Senator McCain, however, places much more stock in the esteem of the international community. It’s the global version of what he regards as one of his candidacy’s signal selling-points: the maverick Republican who can work with Democrats will also reach out to our tetchy allies.

As it happens, most of our allies did not want us to go to Iraq and the Security Council would not approve it. (Indeed, in his infinite wisdom, U.N. Secretary General Kofi Annan pronounced it a violation of international law.) McCain, furthermore, frets a good deal about how our actions affect our standing in the Muslim world, where opposition to a U.S. ouster of Saddam was strident (even from such regime foes as Iraq’s current prime minister, Nuri al-Maliki). And the senator is greatly influenced by the uniform military, as well as quadrants of the State Department and the intelligence community notoriously hostile to Bush. There was significant opposition in all those camps.

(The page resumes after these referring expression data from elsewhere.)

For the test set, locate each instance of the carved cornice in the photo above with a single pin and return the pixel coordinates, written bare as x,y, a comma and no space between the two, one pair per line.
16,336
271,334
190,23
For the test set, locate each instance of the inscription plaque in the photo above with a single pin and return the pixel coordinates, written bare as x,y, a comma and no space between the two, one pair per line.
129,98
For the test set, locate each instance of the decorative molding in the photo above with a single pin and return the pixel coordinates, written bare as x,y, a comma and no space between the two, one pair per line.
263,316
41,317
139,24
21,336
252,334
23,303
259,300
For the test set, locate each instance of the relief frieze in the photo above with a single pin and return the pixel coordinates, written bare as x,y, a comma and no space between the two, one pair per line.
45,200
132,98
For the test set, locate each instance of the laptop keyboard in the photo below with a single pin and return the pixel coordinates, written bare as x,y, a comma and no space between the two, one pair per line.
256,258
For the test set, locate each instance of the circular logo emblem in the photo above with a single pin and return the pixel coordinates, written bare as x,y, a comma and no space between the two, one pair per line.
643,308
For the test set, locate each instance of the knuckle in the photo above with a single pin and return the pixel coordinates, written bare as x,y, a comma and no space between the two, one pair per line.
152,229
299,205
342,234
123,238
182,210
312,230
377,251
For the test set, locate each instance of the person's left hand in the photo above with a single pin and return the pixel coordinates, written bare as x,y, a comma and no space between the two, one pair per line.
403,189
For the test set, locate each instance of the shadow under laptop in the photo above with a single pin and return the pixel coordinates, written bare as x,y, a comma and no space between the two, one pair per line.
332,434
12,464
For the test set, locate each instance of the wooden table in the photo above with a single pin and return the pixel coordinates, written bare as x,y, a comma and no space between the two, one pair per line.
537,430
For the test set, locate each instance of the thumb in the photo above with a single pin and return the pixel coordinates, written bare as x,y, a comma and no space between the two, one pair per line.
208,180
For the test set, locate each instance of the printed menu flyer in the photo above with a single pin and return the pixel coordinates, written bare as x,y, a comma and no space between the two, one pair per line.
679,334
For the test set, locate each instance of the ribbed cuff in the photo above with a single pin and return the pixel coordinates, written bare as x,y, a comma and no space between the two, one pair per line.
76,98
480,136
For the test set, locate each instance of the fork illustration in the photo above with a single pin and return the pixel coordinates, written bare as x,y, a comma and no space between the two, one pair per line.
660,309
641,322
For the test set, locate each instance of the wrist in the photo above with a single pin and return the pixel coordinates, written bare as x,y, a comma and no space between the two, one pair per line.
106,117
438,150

Moreover, conventional wisdom (which is occasionally right) holds that it was the Bush administration hawks in the vice president’s office and the Pentagon’s civilian leadership who were most gung-ho for Saddam’s ouster — the Powell/Armitage faction was, to put it mildly, not as enthusiastic. Former Secretary of State Colin Powell and his then-deputy, Richard Armitage, are McCain intimates. So is Brent Scowcroft, the national-security adviser in the Ford and Bush-41 administrations who opposed the Iraq invasion.

I think a McCain administration circa 2002-03 would have featured those and other similarly minded advisers, such as General Eric Shinseki, the Army chief of staff who testified that “several hundred thousand” troops would be required for a successful occupation of Iraq. There would have been far fewer advisers in the Cheney-Rumsfeld-Wolfowitz-Bolton mold. It is not for nothing that Senator John Kerry — a leading liberal Democrat whom candidate McCain, vintage 2000, said he would consult “to get foreign policy, national security issues back on track” — wanted Senator McCain to be his running mate in 2004.

A McCain administration would have been chockablock with influential senior administration officials counseling against an invasion — urging, at the very least, that he give the U.N. inspectors more time to work. I could be wrong, but I think he’d have listened to them.

– Andrew C. McCarthy directs the Center for Law & Counterterrorism at the Foundation for Defense of Democracies.